Comparison of results from RT-PCR and RT-qPCR for UCYN-A, UCYN-B, Trichodesmium and γ-24774A11 at each station. (a) Frequency of each phylotype occurring in the RT-PCR clone libraries normalized to the sum of frequencies for all four phylotypes. (b) Percent contribution of individual phylotypes to the total nifH transcripts per l detected via RT-qPCR at all stations.

There were minor differences in the cDNA generation for the RT-PCR and RT-qPCR portions of this study (described above). It is unclear as to what effect, if any, this may have on the results. Whether the preferential amplification of γ-24774A11 in the RT-PCR libraries resulted from minor protocol differences, or the nature of PCR amplification, these findings underscore the importance of coupling PCR-based analysis with more quantitative molecular approaches.

Conclusions

This study documented high rates of BNF at several stations, which are comparable with BNF rates reported in the Eastern Mediterranean and oligotrophic Pacific. As in previous studies, the rate of BNF was positively correlated with dissolved Fe concentration, providing evidence for a more substantial link between BNF and Saharan dust deposition.

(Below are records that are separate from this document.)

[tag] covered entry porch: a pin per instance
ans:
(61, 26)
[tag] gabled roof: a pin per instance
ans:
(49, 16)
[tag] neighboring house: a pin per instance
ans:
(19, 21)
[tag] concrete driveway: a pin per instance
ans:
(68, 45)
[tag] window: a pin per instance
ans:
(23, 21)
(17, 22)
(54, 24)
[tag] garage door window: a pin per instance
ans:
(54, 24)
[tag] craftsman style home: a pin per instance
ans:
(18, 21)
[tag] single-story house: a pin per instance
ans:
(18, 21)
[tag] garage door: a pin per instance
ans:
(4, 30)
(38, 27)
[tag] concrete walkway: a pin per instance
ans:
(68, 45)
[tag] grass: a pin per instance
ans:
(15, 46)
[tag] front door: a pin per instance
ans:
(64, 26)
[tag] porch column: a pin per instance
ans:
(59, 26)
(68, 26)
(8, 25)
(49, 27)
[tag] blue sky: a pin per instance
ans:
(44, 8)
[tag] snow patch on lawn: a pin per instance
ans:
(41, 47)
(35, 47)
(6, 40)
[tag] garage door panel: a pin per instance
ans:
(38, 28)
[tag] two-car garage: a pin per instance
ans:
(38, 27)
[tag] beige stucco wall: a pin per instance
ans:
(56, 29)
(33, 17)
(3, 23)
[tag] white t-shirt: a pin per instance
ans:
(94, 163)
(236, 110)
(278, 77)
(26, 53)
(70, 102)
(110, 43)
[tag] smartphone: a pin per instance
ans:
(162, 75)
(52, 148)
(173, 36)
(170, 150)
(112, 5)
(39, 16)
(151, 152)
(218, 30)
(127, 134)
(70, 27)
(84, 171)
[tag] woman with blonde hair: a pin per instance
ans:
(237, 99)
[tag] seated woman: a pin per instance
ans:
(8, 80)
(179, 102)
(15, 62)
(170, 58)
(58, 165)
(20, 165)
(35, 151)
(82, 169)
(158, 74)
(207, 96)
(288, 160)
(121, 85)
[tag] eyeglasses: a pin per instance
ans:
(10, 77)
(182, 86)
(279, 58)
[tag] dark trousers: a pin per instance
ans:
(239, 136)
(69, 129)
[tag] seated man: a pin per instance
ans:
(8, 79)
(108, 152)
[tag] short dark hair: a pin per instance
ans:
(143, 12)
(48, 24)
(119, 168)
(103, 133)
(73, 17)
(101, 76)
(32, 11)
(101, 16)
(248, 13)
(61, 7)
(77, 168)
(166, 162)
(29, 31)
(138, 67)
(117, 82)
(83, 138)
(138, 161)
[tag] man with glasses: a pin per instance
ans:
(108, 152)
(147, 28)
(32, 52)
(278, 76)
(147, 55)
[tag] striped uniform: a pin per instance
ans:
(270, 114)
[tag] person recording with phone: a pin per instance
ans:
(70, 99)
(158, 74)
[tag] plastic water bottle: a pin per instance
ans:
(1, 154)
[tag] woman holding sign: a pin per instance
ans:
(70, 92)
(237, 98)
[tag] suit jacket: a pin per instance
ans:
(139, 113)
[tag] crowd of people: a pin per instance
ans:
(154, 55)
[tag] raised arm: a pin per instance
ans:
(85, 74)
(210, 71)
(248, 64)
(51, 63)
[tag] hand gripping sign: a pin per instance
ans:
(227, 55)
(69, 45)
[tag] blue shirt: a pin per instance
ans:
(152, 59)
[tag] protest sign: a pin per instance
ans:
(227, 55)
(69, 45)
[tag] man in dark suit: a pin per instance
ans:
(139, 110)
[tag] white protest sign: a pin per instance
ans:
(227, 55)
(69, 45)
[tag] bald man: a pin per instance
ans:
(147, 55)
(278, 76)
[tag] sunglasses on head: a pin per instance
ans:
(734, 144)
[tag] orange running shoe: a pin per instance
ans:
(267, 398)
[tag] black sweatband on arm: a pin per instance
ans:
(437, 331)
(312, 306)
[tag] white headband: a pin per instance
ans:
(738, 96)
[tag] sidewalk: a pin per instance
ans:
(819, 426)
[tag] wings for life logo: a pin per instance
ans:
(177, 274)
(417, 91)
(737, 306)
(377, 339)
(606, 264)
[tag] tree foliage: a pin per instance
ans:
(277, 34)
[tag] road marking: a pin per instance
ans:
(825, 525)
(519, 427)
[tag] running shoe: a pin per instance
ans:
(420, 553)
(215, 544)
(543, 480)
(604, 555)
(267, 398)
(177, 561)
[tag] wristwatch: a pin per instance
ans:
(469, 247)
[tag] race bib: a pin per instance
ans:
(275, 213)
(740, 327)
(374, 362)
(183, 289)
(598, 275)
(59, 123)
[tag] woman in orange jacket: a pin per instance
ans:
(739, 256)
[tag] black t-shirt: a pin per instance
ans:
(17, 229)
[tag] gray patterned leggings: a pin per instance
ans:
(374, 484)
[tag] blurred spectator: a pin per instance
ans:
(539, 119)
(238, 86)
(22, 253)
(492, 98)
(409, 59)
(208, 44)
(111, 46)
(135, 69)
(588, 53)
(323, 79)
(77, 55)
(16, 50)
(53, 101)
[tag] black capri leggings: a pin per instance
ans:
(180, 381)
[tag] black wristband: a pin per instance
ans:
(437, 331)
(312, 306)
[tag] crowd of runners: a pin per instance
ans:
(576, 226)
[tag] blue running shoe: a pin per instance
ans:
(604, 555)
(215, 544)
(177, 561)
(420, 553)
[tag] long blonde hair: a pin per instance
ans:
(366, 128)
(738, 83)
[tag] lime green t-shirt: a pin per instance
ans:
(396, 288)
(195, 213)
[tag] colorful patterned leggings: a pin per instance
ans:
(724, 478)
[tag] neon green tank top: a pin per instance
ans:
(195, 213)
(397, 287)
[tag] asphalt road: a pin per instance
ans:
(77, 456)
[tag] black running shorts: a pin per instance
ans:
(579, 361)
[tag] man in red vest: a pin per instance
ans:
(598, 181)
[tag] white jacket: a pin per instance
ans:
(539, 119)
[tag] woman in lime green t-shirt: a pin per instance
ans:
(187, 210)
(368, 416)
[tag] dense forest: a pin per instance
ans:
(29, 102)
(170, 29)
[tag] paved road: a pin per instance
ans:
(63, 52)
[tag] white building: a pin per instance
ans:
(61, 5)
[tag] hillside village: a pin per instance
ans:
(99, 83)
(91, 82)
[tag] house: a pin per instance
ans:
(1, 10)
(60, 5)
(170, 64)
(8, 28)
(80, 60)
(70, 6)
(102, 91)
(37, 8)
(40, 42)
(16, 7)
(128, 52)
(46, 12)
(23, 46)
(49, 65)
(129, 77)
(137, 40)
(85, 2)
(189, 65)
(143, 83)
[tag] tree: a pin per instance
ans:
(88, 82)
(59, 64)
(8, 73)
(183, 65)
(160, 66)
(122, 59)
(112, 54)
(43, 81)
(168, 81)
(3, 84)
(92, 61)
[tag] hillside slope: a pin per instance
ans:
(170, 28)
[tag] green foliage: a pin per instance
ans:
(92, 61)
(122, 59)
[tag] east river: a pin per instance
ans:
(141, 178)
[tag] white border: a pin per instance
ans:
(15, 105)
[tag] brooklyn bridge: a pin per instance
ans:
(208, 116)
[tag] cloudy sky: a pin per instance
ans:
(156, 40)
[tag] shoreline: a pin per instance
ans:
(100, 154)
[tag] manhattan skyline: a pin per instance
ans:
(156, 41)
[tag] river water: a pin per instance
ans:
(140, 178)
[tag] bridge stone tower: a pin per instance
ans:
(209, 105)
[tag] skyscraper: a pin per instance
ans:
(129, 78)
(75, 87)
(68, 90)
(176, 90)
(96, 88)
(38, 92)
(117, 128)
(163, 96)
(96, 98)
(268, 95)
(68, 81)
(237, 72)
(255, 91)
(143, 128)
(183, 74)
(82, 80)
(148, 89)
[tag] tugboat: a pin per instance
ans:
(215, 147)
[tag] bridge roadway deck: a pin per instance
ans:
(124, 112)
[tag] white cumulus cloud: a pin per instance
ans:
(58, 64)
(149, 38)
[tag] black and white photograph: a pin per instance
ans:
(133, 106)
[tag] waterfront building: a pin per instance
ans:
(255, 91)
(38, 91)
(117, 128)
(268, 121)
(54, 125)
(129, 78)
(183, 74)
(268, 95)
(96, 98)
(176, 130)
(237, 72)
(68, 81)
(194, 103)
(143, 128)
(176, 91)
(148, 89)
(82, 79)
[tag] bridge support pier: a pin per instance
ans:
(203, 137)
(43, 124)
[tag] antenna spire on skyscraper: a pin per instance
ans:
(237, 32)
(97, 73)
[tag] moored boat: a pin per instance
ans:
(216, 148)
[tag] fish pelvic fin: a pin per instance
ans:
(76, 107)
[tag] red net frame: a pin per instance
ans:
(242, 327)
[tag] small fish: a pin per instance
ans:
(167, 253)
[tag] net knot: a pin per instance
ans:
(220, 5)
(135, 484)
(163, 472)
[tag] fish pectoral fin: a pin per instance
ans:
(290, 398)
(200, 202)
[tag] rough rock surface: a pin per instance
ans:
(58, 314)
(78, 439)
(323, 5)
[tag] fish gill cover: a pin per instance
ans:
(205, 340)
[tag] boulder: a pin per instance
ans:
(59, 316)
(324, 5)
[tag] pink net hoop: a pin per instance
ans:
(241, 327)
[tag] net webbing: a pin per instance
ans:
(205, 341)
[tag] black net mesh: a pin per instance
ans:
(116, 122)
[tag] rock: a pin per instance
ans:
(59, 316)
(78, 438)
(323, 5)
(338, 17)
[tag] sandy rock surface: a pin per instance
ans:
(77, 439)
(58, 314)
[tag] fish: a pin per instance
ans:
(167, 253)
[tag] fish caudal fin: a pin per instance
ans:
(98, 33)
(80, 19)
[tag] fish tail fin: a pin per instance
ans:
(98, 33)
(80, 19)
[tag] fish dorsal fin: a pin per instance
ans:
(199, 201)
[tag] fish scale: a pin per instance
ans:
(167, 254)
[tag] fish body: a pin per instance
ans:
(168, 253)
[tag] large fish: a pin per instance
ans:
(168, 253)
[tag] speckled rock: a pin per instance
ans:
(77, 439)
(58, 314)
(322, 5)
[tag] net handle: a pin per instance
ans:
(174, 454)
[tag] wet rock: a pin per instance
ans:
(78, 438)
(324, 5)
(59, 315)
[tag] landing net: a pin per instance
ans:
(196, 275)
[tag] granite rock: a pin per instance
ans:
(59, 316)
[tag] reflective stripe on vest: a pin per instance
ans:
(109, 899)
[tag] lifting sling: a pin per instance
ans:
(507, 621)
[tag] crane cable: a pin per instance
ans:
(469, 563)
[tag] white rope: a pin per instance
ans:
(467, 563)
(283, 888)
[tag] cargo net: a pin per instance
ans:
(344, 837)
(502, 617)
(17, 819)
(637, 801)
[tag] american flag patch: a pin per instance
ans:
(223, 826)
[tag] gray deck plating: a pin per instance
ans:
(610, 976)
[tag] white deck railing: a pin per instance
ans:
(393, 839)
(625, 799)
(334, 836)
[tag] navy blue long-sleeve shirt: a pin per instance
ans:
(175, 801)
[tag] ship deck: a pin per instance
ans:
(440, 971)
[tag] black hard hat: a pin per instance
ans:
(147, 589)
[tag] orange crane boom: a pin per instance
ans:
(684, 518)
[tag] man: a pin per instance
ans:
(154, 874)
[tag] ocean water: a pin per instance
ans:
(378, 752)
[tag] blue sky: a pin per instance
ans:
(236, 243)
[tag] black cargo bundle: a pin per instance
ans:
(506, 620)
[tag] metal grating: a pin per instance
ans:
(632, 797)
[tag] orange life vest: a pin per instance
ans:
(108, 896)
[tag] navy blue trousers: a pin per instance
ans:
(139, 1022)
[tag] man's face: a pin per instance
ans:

Although this study draws attention to the limitations of RT-PCR-based studies, two phylotypes for which no qPCR assays exist, CV2 and CV5, were highly amplified and may be ecologically relevant diazotrophs in this region of the ocean.

UCYN-A had the highest nifH expression among the targeted phylotypes and dominated at the station with the highest BNF rate, which indicates they may be important contributors to BNF in this region. The most oligotrophic site had the lowest BNF rate, but was also the only station in which transcripts from all cyanobacterial phylotypes and γ-24774A11 were quantified. Although this study did not reveal a significant correlation between any one diazotroph and measured BNF rates, it is the first study that documents nifH expression in waters near the Cape Verde Islands and makes a significant contribution to understanding diazotrophic community composition in the tropical eastern North Atlantic.